I worked for the Brothers of Charity (same organisation but active monks instead of nuns) back in 2006, in the Calcuttan orphanage for disabled boys. Over the course of the week it became clear that very good work was being done for these boys and that, without the orphanage, they would be in dire straits indeed.

Yet one of the boys was heavily bandaged, and when I asked why, I was informed that another child had "set him on fire with matches." In British childcare, this would be seen as disgraceful. How could they let the young boys get hold of matches and leave them unattended for so long that one of them managed to set another on fire? I was also told that, when one of the brothers lightly smacked a young boy (who had severe learning difficulties), that that was pretty much how things happened there and that I was not to question it. Again, in a British orphanage this sort of "discipline" would be unthinkable.

It is patronising and naive to assume that Calcutta - because of its endemic poverty - should not expect better standards of care from people attempting to solve these sorts of problems. Standards for health and childcare must be universal. It must not be forgotten that there are available funds, too - millions of dollars a year are donated to the religious order.

I think that unquestioning high regard for a charitable organisation which supposedly serves the poorest of the poor, while allowing them to die or suffer unnecessary pain, is a very dangerous thing indeed.

The poor of Calcutta deserve to live free from the constraints of poverty. Where Mother Teresa's order contributes towards the alleviation of their suffering, I commend it. Where it glorifies it due to a belief not shared by all, I denounce it. There are other charities based in Calcutta which I believe do more. Some of them, needless to say, are Catholic.


Marianne Posted on Saturday 28 Mar 2020

I don't know if the jury is still out on Mother Teresa but Hitchens was not alone in condemning her.
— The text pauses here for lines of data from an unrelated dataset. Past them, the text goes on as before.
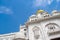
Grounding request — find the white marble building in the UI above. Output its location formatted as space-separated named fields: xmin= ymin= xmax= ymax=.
xmin=0 ymin=10 xmax=60 ymax=40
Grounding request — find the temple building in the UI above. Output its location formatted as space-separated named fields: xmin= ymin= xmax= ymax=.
xmin=0 ymin=10 xmax=60 ymax=40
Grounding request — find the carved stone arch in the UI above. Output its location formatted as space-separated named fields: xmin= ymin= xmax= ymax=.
xmin=45 ymin=23 xmax=60 ymax=29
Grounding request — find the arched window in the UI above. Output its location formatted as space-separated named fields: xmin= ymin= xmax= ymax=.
xmin=46 ymin=23 xmax=60 ymax=36
xmin=46 ymin=23 xmax=59 ymax=30
xmin=33 ymin=26 xmax=40 ymax=39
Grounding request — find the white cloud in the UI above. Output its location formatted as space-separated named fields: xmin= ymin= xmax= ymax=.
xmin=33 ymin=0 xmax=53 ymax=7
xmin=56 ymin=0 xmax=60 ymax=2
xmin=0 ymin=6 xmax=13 ymax=14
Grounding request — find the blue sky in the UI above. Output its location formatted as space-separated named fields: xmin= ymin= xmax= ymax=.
xmin=0 ymin=0 xmax=60 ymax=34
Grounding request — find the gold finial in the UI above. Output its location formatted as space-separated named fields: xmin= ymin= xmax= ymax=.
xmin=37 ymin=10 xmax=44 ymax=14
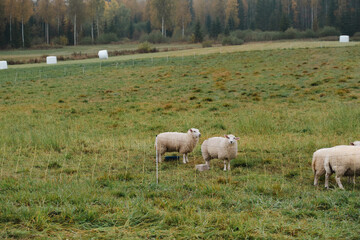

You can see a very interesting discussion about her online. It is an episode of 'The Big Questions'. One of the contributers - is it Mr Chatterjee?- has also written a book setting out the bad side. Some chapters are also available online.

I am not qualified from personal experience to say if Mother Teresa thought suffering was good and redemptive but that is something that Christian theologians often say.I am not saying that all nuns are alike but I'm still tramatised by my encounter with a long dead nun in a so-called place of education. Many people hav suffered much more at the hands of nuns.I can't remember now who said all saints should be considered guilty until proved innocent, but remember, until recently Jimmy Savile was seen as a saintly philanthropist.

It's easy for unscrupulous people to use the aura that religion gives in order to manipulate the unwary. My partner heard a lecturer on psychology say ''Psychopaths often become vicars''. Everyone laughed but he said ''No, I mean it.''

We accept that cult leaders are generally bad people. But the only difference between a cult and a religion is size.